= Daron Ker =

Cambodian-American filmmaker

Daron Ker is a Cambodian-American filmmaker best known for his feature documentaries "Rice Field of Dreams" and "I Ride."

==Early life==
Born in Cambodia two years before Pol Pot swept into power, Ker and his family were imprisoned by the Khmer Rouge in Battambong concentration camp from 1975 to 1979. During the fall of the regime in late 1979, his family was able to escape to a Thai refugee camp. Ker has stated that one of his earliest childhood memories was seeing Stanley Kubrick's epic "Spartacus" projected onto a bedsheet at the camp in Thailand, an experience that inspired him to become a filmmaker. In 1981, his family moved to Southern California after being sponsored by a local church group. After working for a time as a messenger in and around Hollywood, Ker moved to San Francisco to attend film school at the Academy of Art University.

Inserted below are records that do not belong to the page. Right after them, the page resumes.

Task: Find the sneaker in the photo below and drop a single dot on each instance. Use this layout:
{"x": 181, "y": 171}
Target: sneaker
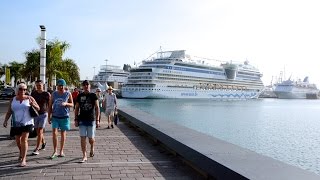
{"x": 43, "y": 146}
{"x": 35, "y": 152}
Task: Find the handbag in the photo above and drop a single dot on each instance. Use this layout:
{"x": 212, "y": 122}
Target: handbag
{"x": 33, "y": 112}
{"x": 116, "y": 119}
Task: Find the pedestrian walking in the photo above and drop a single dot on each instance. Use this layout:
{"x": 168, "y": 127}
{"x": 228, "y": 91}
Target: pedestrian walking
{"x": 110, "y": 106}
{"x": 100, "y": 99}
{"x": 22, "y": 122}
{"x": 87, "y": 113}
{"x": 75, "y": 94}
{"x": 58, "y": 115}
{"x": 42, "y": 98}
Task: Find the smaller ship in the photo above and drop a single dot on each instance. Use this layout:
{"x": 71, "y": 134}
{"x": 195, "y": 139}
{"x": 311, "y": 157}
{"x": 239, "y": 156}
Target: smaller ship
{"x": 296, "y": 89}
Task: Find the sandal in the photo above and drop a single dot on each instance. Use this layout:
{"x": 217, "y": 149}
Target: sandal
{"x": 61, "y": 155}
{"x": 83, "y": 160}
{"x": 53, "y": 156}
{"x": 91, "y": 154}
{"x": 23, "y": 164}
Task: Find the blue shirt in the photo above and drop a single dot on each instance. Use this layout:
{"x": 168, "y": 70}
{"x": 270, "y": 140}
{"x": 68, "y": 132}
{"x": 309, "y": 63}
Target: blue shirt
{"x": 59, "y": 111}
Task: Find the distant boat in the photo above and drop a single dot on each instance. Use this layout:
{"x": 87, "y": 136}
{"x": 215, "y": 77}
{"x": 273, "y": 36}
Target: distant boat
{"x": 296, "y": 89}
{"x": 268, "y": 92}
{"x": 174, "y": 74}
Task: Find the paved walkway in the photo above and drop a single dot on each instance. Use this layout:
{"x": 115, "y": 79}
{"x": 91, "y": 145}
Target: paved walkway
{"x": 121, "y": 153}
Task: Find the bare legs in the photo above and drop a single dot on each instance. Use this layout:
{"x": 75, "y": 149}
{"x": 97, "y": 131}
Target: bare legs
{"x": 55, "y": 142}
{"x": 110, "y": 121}
{"x": 22, "y": 143}
{"x": 40, "y": 137}
{"x": 84, "y": 148}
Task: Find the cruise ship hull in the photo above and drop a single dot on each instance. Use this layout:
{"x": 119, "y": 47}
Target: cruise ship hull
{"x": 173, "y": 74}
{"x": 196, "y": 94}
{"x": 293, "y": 95}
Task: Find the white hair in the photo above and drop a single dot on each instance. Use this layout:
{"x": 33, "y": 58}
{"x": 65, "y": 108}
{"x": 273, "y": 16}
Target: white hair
{"x": 21, "y": 85}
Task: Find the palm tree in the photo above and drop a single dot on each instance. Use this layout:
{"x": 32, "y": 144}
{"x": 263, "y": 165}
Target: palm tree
{"x": 55, "y": 64}
{"x": 32, "y": 64}
{"x": 55, "y": 51}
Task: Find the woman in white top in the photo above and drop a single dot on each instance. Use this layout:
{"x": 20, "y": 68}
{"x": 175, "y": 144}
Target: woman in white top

=="Rice Field of Dreams"==
His first film, "Rice Field of Dreams" saw Ker returning to Cambodia for the first time in almost thirty years to document the creation of the countries' first baseball team. "Rice Field of Dreams" follows Cambodian-American Joeurt "Joe Cook" Puk as he coaches Cambodia's first national baseball team to compete in the 2007 Southeast Asian Games in Thailand. The premiered at the Long Beach Art Theatre in April 2011 and will be released by FilmBuff in December 2011.

=="I Ride"==
Ker's second film, "I Ride", is a documentary about the Fryed Brothers Band, also known as "America’s Biker Band". The film focuses on American biker culture, with Ker following the brothers as they travel the roads of America, playing concerts for motorcycle clubs, recalling old stories, and creating new legends along the way. The film is being released by FilmBuff is December 2011.

==Upcoming projects==
Ker is currently developing his first narrative feature, "Holiday in Cambodia, " about a Cambodian immigrant who gets deported for being at the wrong place at the wrong time and because he isn't an American citizen. Although in the early stages of development, Ker has already recruited veteran Emmy-nominated cinematographer Hiro Narita ("The Rocketeer," "Star Trek VI: The Undiscovered Country," "Never Cry Wolf") to shoot the film.

Ker is also dedicated to helping create a modern Cambodian cinema and has stated he dreams of opening the countries' first film school.